An-Nur (Cahaya) Ayat 61

Bacaan

TopikAdab Makan dan Bertamu (Ayat 61)

لَيْسَ عَلَى الْأَعْمَىٰ حَرَجٌ وَلَا عَلَى الْأَعْرَجِ حَرَجٌ وَلَا عَلَى الْمَرِيضِ حَرَجٌ وَلَا عَلَىٰ أَنْفُسِكُمْ أَنْ تَأْكُلُوا مِنْ بُيُوتِكُمْ أَوْ بُيُوتِ آبَائِكُمْ أَوْ بُيُوتِ أُمَّهَاتِكُمْ أَوْ بُيُوتِ إِخْوَانِكُمْ أَوْ بُيُوتِ أَخَوَاتِكُمْ أَوْ بُيُوتِ أَعْمَامِكُمْ أَوْ بُيُوتِ عَمَّاتِكُمْ أَوْ بُيُوتِ أَخْوَالِكُمْ أَوْ بُيُوتِ خَالَاتِكُمْ أَوْ مَا مَلَكْتُمْ مَفَاتِحَهُ أَوْ صَدِيقِكُمْ ۚ لَيْسَ عَلَيْكُمْ جُنَاحٌ أَنْ تَأْكُلُوا جَمِيعًا أَوْ أَشْتَاتًا ۚ فَإِذَا دَخَلْتُمْ بُيُوتًا فَسَلِّمُوا عَلَىٰ أَنْفُسِكُمْ تَحِيَّةً مِنْ عِنْدِ اللَّهِ مُبَارَكَةً طَيِّبَةً ۚ كَذَٰلِكَ يُبَيِّنُ اللَّهُ لَكُمُ الْآيَاتِ لَعَلَّكُمْ تَعْقِلُونَ

(24:61) Tidak ada halangan bagi orang buta, tidak (pula) bagi orang pincang, tidak (pula) bagi orang sakit, dan tidak (pula) bagi dirimu, makan (bersama-sama mereka) di rumahmu atau di rumah bapak-bapakmu, di rumah ibu-ibumu, di rumah saudara-saudaramu yang laki-laki, di rumah saudara-saudaramu yang perempuan, di rumah saudara-saudara bapakmu yang laki-laki, di rumah saudara-saudara bapakmu yang perempuan, di rumah saudara-saudara ibumu yang laki-laki, di rumah saudara-saudara ibumu yang perempuan, (di rumah) yang kamu miliki kuncinya571) atau (di rumah) kawan-kawanmu.
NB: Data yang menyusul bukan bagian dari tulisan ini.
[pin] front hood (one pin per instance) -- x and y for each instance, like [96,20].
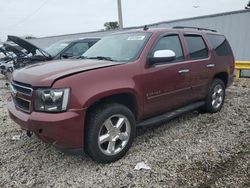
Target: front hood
[44,74]
[31,48]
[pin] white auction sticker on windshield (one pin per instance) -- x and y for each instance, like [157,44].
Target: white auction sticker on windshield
[136,38]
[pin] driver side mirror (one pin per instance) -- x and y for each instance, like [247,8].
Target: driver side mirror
[67,55]
[161,56]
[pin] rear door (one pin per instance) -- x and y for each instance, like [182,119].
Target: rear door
[201,65]
[166,84]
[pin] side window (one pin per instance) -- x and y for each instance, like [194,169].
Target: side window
[171,42]
[196,47]
[220,45]
[78,48]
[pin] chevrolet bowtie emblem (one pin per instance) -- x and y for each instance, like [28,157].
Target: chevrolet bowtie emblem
[13,91]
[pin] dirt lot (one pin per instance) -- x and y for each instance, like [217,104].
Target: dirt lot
[194,150]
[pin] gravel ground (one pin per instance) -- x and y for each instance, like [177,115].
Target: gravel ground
[194,150]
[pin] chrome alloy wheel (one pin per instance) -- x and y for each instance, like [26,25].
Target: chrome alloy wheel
[217,96]
[114,134]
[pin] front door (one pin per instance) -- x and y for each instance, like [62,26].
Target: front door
[166,84]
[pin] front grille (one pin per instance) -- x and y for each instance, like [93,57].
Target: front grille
[22,96]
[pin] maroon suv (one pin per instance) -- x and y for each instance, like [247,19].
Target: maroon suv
[128,79]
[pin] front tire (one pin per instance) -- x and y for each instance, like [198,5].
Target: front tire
[216,96]
[109,133]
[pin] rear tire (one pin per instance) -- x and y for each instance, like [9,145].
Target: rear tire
[109,133]
[216,96]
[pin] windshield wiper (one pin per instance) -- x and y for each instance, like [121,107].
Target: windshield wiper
[98,57]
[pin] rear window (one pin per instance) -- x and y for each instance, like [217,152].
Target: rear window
[196,47]
[220,45]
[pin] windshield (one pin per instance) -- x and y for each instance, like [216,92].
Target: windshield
[119,47]
[57,47]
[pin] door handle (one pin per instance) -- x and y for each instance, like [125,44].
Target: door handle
[183,71]
[210,65]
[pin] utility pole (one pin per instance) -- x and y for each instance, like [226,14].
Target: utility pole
[119,4]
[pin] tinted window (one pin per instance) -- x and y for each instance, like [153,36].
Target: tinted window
[196,47]
[220,44]
[171,42]
[78,48]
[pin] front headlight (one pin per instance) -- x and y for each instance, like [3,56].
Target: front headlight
[52,100]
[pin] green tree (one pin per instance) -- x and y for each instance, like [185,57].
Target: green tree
[111,25]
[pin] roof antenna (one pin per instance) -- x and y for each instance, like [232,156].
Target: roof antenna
[145,28]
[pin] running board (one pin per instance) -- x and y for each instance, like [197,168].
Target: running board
[170,115]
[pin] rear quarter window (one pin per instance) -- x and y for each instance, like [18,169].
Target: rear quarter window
[220,45]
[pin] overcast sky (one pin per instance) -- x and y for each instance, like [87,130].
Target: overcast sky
[54,17]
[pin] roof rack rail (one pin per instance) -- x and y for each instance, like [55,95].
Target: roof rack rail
[198,28]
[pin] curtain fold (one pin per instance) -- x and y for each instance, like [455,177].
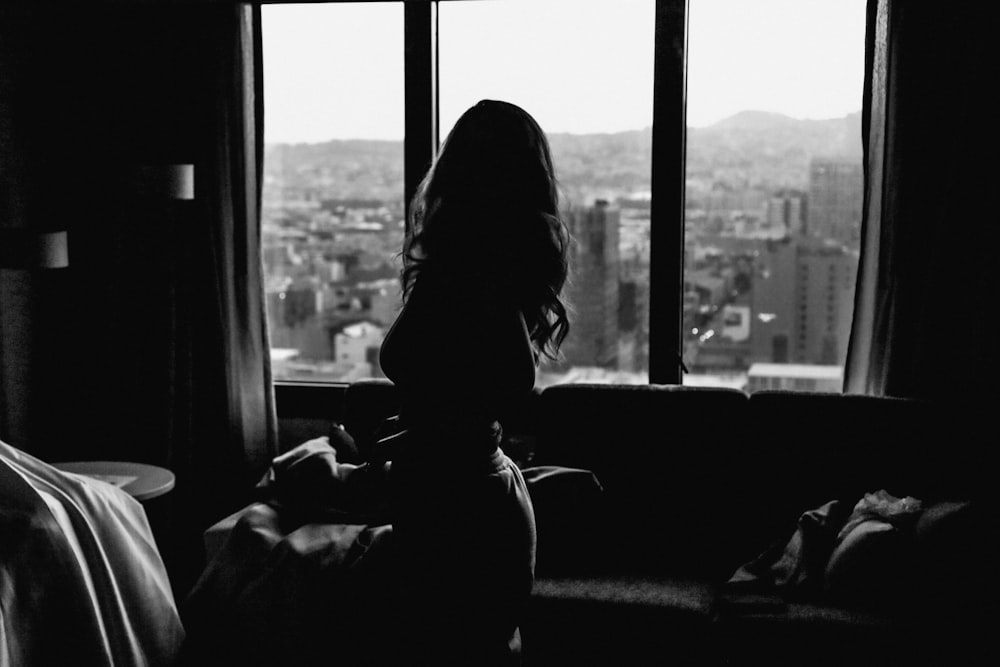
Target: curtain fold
[924,320]
[152,346]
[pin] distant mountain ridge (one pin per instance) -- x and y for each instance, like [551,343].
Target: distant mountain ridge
[749,149]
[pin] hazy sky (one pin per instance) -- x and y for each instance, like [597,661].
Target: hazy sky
[336,70]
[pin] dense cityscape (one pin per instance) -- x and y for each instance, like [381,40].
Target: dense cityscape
[773,210]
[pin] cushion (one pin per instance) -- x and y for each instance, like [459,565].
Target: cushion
[568,504]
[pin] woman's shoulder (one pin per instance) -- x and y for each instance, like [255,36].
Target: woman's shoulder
[475,325]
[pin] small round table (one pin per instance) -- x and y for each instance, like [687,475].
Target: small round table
[140,480]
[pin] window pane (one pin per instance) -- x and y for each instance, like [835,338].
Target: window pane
[774,191]
[333,185]
[584,70]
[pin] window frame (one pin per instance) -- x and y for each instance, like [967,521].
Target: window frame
[667,177]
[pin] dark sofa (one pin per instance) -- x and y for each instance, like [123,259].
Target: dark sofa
[691,483]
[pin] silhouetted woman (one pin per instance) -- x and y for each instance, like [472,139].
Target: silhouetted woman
[484,262]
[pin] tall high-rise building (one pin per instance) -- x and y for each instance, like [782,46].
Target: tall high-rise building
[803,301]
[836,195]
[593,286]
[786,211]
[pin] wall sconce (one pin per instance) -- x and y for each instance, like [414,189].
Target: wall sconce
[164,181]
[27,249]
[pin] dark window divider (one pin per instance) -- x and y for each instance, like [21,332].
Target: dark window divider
[666,264]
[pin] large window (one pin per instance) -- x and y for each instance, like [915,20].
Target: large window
[584,70]
[773,191]
[772,174]
[333,185]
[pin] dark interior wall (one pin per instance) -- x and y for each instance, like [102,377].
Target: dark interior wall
[95,95]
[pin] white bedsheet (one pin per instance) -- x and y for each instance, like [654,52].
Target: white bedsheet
[81,579]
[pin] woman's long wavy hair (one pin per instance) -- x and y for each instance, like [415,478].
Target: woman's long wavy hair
[488,209]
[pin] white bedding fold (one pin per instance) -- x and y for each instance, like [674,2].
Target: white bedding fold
[81,579]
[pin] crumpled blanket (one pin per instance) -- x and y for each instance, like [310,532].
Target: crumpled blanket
[81,579]
[302,577]
[828,555]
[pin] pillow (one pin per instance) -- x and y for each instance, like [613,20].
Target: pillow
[569,520]
[868,566]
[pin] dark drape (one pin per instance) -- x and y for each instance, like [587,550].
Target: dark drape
[926,319]
[152,345]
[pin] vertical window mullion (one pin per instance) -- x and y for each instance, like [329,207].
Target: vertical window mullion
[666,265]
[420,72]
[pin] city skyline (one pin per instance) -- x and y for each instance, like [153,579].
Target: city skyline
[566,84]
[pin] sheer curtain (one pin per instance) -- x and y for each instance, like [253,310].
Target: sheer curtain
[152,345]
[926,318]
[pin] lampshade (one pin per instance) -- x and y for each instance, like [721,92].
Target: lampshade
[25,249]
[164,181]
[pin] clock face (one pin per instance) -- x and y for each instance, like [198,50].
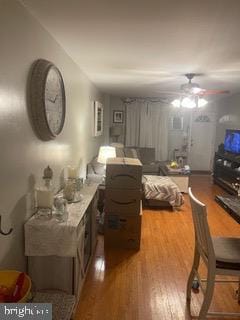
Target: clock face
[54,101]
[47,100]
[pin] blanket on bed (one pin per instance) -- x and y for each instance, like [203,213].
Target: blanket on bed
[162,188]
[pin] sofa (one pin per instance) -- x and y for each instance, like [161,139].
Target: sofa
[95,170]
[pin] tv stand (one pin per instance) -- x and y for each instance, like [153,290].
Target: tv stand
[226,172]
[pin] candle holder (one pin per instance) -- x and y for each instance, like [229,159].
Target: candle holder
[44,213]
[69,189]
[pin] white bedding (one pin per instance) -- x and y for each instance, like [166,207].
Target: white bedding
[162,188]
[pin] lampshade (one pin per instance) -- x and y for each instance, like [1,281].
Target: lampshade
[106,152]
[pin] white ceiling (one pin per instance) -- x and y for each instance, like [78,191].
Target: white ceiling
[143,47]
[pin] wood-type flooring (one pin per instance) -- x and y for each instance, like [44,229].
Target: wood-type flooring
[151,284]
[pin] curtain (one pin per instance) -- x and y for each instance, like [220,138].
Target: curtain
[147,126]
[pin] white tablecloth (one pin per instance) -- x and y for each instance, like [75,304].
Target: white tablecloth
[50,237]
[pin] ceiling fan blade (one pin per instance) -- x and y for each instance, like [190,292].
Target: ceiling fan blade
[207,92]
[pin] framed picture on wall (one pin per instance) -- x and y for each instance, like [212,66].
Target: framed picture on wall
[98,118]
[177,123]
[117,116]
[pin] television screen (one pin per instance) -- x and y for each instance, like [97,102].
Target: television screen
[232,141]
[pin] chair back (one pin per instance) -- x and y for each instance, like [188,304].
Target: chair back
[203,238]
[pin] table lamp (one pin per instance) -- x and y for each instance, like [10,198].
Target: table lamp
[104,153]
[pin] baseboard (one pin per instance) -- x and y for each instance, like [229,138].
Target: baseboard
[201,172]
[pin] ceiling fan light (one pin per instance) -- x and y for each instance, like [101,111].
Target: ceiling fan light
[188,103]
[196,90]
[202,102]
[176,103]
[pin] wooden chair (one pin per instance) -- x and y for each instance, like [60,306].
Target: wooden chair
[221,256]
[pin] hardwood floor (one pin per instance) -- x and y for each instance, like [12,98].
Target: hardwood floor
[151,284]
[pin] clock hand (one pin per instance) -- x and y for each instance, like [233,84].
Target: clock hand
[53,100]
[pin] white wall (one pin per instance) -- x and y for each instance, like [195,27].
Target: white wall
[23,156]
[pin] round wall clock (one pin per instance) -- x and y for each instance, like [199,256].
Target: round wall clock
[47,99]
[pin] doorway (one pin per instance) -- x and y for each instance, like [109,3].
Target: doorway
[202,130]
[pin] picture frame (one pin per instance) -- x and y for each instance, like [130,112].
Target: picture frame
[117,116]
[177,123]
[98,118]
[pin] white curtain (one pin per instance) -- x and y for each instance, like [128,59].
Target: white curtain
[147,126]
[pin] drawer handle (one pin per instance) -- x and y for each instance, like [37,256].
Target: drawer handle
[122,175]
[124,203]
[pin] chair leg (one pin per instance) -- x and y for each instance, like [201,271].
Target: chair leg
[239,290]
[208,294]
[195,265]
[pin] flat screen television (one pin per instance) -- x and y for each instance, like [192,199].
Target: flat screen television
[232,141]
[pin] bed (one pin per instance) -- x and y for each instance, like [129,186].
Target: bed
[161,191]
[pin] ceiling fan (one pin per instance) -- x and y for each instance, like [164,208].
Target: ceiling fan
[192,95]
[194,88]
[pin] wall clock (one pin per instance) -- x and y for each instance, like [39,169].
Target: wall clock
[47,99]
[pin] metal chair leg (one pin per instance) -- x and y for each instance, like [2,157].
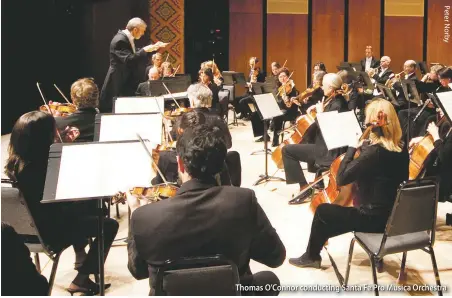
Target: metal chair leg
[37,263]
[402,274]
[435,270]
[349,263]
[56,259]
[374,274]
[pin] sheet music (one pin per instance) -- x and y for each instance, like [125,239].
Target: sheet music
[267,105]
[102,169]
[125,127]
[446,100]
[139,105]
[339,129]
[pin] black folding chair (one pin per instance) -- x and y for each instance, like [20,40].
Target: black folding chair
[198,276]
[411,226]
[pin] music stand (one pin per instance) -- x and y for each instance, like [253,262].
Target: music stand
[65,165]
[267,108]
[388,95]
[124,127]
Tidak ada halangan bagi kamu makan bersama-sama mereka atau sendiri-sendiri. Apabila kamu memasuki rumah-rumah hendaklah kamu memberi salam (kepada penghuninya, yang berarti memberi salam) kepada dirimu sendiri, dengan salam yang penuh berkah dan baik dari sisi Allah. Demikianlah Allah menjelaskan ayat-ayat(-Nya) bagimu, agar kamu mengerti.

Catatan Depag

*571) Rumah yang diserahkan kepada kamu untuk mengurusnya.

Asbabun Nuzul

Ayat ini turun untuk memberi keringanan terkait kebiasaan makan para sahabat. Sebagian mereka sebelumnya merasa bersalah memakan makanan di rumah orang yang buta, pincang, atau sakit karena takut mereka tidak rida. Riwayat lain menyebut ini turun untuk Bani Layth yang merasa berdosa jika makan sendirian tanpa tamu, atau kaum Anshar yang selalu menunggu tamu untuk makan.

Kritik

(24:61) Memuat tata letak fragmen ayat yang acak-acakan ("Tidak ada halangan bagi orang buta..."); frasa ini merusak konteks aturan kunjungan rumah tangga dan terbukti merupakan transposisi yang salah tempat dari Q. 48:11-17 terkait pengecualian jihad. (Criticism of the Quran - Wikipedia)

Cacat Logika

Othering through Explicit Exception: Menyebut secara eksplisit orang buta, pincang, dan sakit sebagai kategori yang "tidak ada halangan" menciptakan othering — memperlakukan kondisi disabilitas sebagai pengecualian yang memerlukan penjelasan khusus, bukan inklusi default.

Moral

Ableism melalui Pengecualian: Menyebut secara eksplisit 'tidak ada halangan bagi orang buta, pincang, dan sakit' untuk makan bersama menunjukkan bahwa dalam konteks sosial saat itu, orang dengan disabilitas memang menghadapi eksklusi sosial yang dianggap normal — wahyu ini merespons, bukan menghapus, diskriminasi tersebut.